Born in 1943 in Toro, in the Southern Italian region of Molise, he starts his artistic journey at age 15 in Campobasso, Molise, where he receives his vocational training from two Master Painters, Angelo Fratipietro e Nicola Rago. In the early 60’s he works  in Germany, Rome and Canada. He eventually returns to Rome, where he now has his own studio a few steps away from the Colosseum.
Over his long artistic career, Master Painter Paternuosto makes skilled use of different types of painting techniques. These include the fascinating encaustic and other less known ancient techniques such as scagliola - an art form dating back  to the Renaissance, but nowadays not widely used, which he used to create works of high artistic quality and rare beauty - Pompeian fresco and art restoration techniques.
Paternuosto’s works can be found both abroad and in Italy, especially in Rome inside  museums, churches, patrician houses and in the homes of well-known Italian political and artistic personalities.
It’s during the 70’s, however, that he focuses his research on encaustic painting,  an art form he remembers from childhood: he was only a child when his father first took him on a trip to the archaeological site of Pompeii and showed him ancient wall paintings done with an ancient technique. He was so fascinated by those paintings, that he swore his father he would try to reproduce that same technique when he would grow up.
Paternuosto’s first encaustic paintings date back to the 80’s. In 1986 he organizes a solo exhibition in one of Rome's most charming areas: Trastevere.
 


 

 

 

 

MY LUCKY JOURNEY TOWARDS ENCAUSTIC

My lucky journey towards encaustic begins in the Southern Italian region of Molise.

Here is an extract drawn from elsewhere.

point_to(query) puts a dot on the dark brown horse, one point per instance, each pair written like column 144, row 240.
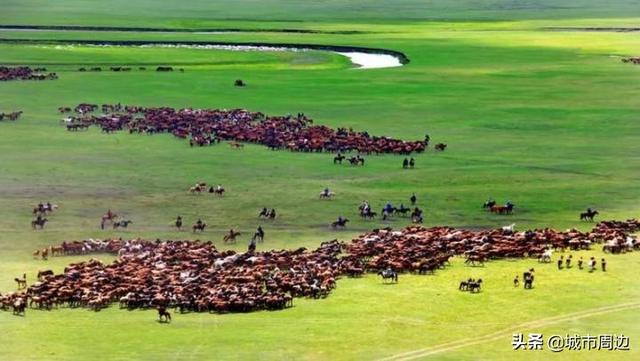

Under the guidance of my first two art teachers, I acquire direct knowledge of painting materials and tools:

I learn how to formulate primers (fatty and lean tints), to prepare plasters and paints with resins, oils and ceruse, as a preliminary step to the preparation and use of binders.
I learn how to make specific brushes using hog bristles or snipe feathers, stencils for repetitive designs, whips (made with ditch reed tops) to mottle walls to give them a faux wood or faux marble appearance.

I learn how to modify a pigment’s tone by using fire, the technique used to obtain some variants of the yellow Siena marble often used inside churches.

I learn how to install false ceilings by building a wooden framework on which to nail canvas or glue plain wallpapers, a perfect solution to level ceilings, ensure a fair insulation and have a nice decoration at the same time.
Binder: the ingredient which adheres the pigment particles to the support - it’s necessary for almost all painting techniques.
Nowadays, people go to fine arts shops to purchase ready-made colors, but they are completely unaware of the binders’ composition.
My masters, be it for economic or technical reasons, used to go to the grocery store to buy the necessary ingredients to prepare a good binder which suited their needs.

Those ingredients were more or less the following: eggs, jelly (fish glue)  soap, milk, garlic, corn meal and rice flour, starch, vinegar, spirits of wine, olive or walnut oil, alum, wax, colophony (Greek pitch) talcum, etc.

In my opinion, all these seemingly simple ingredients make for extraordinary binders.
Today, after the early sound training I received from my old masters, on both a technical and artistic level, thanks to the help of my brother Luciano (painter and restorer) and my two daughters Diana (restorer) and Sabina (painter), and building on my direct knowledge of painting materials, my lucky journey towards encaustic begins.